Miodrag Perišić (Миодраг Перишић; 31 July 1948 – 6 May 2003) was a Serbian writer, literary critic and politician.

He was one of the founders and a vice-president of the Serbian modern-day Democratic Party, the first Minister of Information of the Federal Republic of Yugoslavia and the country's ambassador to Canada from 2001 until his death in May 2003.

==Biography==
Although born in Subotica, Perišić completed primary and secondary school education in Belgrade. He received a BA degree in philosophy at Belgrade University's faculty of arts and sciences, department of philosophy.

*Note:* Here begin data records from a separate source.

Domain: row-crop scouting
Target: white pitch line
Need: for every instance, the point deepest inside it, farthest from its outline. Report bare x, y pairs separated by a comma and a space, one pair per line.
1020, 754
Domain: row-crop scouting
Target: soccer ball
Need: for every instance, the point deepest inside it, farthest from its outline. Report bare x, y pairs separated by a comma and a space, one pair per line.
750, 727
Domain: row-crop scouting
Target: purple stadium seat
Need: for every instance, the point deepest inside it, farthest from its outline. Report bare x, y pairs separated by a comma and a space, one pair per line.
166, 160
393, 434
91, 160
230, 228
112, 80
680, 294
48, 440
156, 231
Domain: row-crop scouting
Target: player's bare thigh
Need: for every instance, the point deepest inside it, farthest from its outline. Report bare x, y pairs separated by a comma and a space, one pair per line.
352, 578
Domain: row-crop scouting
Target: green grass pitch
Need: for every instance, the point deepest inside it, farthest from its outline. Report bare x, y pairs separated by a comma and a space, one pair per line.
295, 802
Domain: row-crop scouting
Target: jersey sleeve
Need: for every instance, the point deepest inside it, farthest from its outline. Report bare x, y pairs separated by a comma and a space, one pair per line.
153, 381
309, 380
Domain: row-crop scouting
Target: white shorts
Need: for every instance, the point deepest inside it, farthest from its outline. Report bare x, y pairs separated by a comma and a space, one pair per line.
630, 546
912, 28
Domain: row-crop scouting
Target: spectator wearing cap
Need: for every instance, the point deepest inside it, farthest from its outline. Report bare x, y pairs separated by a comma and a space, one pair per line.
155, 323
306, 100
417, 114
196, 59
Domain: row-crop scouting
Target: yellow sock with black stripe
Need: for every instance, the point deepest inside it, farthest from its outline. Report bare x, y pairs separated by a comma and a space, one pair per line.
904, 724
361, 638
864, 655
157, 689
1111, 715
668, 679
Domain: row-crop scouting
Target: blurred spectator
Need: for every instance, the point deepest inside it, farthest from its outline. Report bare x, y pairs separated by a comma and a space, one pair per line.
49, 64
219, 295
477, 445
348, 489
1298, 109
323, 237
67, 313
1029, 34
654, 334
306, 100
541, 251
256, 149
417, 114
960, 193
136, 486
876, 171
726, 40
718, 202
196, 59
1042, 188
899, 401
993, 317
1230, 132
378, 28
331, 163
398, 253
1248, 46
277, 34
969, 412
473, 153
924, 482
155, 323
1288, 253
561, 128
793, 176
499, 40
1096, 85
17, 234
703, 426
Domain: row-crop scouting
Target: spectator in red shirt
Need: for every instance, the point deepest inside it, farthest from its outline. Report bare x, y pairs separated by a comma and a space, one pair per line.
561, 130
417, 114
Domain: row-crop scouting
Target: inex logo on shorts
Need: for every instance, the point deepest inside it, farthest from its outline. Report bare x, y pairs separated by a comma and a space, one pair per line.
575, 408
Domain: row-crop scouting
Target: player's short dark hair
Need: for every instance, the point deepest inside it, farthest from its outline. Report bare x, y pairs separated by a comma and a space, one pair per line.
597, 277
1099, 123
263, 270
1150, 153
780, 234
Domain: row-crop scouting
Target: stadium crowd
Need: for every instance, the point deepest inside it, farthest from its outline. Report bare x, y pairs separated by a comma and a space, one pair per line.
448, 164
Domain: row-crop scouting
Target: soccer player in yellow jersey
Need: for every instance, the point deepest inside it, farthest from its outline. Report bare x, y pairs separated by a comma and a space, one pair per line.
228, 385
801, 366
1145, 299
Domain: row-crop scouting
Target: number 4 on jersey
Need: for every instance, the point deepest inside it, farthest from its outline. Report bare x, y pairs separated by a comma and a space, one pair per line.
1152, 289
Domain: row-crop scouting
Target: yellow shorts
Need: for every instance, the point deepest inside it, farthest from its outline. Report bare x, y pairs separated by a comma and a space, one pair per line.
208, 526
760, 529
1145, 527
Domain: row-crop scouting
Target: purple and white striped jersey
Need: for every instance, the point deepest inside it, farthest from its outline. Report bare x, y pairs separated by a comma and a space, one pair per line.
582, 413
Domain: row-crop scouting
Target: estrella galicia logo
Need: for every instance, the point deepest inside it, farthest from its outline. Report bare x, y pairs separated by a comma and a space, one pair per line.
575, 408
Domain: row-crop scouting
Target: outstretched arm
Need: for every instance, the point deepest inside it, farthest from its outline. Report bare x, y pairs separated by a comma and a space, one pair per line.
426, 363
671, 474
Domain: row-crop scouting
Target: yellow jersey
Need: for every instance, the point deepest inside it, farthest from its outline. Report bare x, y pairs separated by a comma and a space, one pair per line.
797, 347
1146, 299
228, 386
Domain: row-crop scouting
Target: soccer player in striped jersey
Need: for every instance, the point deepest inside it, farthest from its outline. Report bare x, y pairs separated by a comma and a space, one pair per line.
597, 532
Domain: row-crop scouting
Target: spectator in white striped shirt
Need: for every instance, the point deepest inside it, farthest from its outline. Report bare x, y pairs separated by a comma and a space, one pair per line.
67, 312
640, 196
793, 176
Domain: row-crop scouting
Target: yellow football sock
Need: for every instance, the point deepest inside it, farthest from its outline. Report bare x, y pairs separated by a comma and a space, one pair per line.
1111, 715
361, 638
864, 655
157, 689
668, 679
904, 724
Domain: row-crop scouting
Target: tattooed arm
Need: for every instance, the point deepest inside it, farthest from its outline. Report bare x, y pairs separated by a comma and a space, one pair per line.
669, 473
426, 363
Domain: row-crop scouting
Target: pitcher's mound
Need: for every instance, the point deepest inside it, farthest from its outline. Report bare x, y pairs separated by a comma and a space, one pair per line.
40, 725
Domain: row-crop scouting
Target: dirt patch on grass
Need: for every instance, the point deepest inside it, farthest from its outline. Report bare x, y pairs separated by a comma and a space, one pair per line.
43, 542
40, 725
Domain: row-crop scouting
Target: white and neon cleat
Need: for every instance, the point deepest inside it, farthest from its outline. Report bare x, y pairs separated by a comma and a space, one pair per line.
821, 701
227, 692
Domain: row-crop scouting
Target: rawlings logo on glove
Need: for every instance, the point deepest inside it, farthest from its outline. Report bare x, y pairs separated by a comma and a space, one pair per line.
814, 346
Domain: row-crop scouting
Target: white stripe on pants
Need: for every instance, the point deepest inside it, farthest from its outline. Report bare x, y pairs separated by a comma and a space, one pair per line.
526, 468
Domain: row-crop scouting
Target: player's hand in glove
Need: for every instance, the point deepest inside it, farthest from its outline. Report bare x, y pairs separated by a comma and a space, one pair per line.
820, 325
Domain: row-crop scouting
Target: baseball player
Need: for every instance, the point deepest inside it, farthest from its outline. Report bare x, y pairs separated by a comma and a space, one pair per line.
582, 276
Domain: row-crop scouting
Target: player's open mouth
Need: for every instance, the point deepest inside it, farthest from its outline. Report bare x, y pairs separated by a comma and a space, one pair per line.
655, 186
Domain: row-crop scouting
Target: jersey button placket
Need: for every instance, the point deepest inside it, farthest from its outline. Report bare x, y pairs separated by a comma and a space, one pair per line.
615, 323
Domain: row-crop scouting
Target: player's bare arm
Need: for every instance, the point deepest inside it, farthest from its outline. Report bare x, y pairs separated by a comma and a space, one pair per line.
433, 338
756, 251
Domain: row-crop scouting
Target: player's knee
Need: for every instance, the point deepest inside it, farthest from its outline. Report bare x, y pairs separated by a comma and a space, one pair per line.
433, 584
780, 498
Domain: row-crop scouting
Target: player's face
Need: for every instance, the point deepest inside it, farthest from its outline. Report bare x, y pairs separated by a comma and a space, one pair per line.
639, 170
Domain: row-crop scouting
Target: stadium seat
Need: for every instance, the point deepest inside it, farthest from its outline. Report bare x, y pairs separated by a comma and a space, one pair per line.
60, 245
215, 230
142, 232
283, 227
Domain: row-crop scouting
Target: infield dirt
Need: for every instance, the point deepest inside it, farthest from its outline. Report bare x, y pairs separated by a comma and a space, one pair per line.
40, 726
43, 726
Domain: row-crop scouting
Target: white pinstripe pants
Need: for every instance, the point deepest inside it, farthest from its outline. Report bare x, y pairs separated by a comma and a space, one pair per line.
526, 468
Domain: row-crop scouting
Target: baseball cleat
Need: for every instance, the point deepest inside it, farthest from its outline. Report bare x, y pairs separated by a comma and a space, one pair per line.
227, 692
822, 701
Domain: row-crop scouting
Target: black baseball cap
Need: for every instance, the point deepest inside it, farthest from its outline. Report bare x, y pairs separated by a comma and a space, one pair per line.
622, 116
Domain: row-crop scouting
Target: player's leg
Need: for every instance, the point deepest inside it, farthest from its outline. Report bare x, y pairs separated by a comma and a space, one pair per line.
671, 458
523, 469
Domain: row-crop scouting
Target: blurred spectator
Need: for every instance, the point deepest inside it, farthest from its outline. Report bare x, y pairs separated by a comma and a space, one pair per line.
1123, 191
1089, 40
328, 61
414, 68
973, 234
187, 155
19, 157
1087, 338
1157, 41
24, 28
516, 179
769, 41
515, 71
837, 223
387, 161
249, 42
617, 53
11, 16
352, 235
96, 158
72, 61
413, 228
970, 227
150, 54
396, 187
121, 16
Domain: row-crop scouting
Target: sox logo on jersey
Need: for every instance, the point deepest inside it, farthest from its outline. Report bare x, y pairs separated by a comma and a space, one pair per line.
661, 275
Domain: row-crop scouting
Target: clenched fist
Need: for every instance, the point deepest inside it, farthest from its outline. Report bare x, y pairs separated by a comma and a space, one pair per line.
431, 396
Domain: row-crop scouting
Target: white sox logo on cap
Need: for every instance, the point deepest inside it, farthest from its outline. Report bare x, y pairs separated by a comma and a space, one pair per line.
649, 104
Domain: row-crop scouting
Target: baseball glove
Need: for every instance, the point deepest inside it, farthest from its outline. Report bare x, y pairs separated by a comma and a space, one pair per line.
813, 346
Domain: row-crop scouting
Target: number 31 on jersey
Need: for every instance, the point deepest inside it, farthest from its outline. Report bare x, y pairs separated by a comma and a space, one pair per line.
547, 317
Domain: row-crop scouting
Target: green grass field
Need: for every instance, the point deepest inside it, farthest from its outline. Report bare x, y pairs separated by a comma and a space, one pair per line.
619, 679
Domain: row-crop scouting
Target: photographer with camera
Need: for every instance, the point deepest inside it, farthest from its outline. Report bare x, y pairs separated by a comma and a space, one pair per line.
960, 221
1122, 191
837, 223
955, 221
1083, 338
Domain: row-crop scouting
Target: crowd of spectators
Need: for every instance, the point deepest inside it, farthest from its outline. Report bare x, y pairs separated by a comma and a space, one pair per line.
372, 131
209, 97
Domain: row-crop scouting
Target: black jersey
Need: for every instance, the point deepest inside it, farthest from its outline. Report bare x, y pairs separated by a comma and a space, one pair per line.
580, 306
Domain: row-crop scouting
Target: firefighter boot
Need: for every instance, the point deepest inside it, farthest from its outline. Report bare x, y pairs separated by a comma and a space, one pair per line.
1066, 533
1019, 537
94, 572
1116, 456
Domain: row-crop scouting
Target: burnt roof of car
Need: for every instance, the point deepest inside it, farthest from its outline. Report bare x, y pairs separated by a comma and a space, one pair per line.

During his studies he participated in editing and publishing of the journals Student and Vidici, and later worked as editor of the journal Književna reč (Literary Word). Perišić freelanced until 1978 when he started to work as secretary of the Ivo Andrić Foundation in Belgrade until 1984. From 1984 to 1992 he was editor-in-chief of the journal, Književne novine (Literary Gazette). He was an active member in the Serbian PEN Centre and a vice president of the International PEN, the worldwide association of writers.

In fall 1991, Perišić was a guest of the Hoover Institution on War, Revolution and Peace at the University of Stanford (California). In fall and winter 1991-92 he was a guest at several universities in United States and gave lectures about roots of Yugoslav crisis, role of the intellectuals, and causes of SFR Yugoslavia's disintegration. In November and December 1999, he visited the John F. Kennedy School of Government and gave lectures at William Howard Taft University.

Perišić authored several books, and published anthology of modern Serbian poetry. His latest book was Razvaline ideološkog raja (The Ruins of Ideological Paradise), published in 1995.

==Political career==
With a group of like-minded activists, including Zoran Đinđić and Vojislav Koštunica, Perišić re-established the Democratic Party in Serbia in 1989. In summer 1992 he was elected as a member of the first Federal Government of the Federal Republic of Yugoslavia as the Minister of Information in the Cabinet of Milan Panić. In the same year, he was elected as the Democratic Party representative in the Federal Parliament. From 1994 to 2000 he was a Vice President of the Democratic Party, and in the period from 1996 to 2000 he was a federal representative elected by the Coalition "Zajedno" ("Together").

Perišić co-founded the Council for Democratic Changes in Serbia, a non-governmental organization where he was the president of the Political Committee until December 2000. On 5 October 2000, he was among the citizens who welcomed the overthrow of Slobodan Milošević on the stairway of the Federal Parliament building. He was appointed an Ambassador of FR Yugoslavia in Ottawa, Canada in 2001, where he was highly appreciated by the Serbian immigration, working steadily on greater interconnectedness of the diaspora and its integration into political and social life of Serbia and Montenegro.

Former Foreign Minister Goran Svilanović emphasized that Perišić "with his dignity of an intellectual, had opened many doors which for others had been closed, in such a way succeeding to bring one small country, as it is Serbia and Montenegro, into the society of the great".

==Family==
He was married to the former Žaneta Đukić; the couple had twin daughters.

==Death==
Perišić died of a heart attack on a treadmill during a workout at the University of Ottawa, one month short of his two-year mandate. He was 54 years old. He is interred in the Belgrade New Cemetery.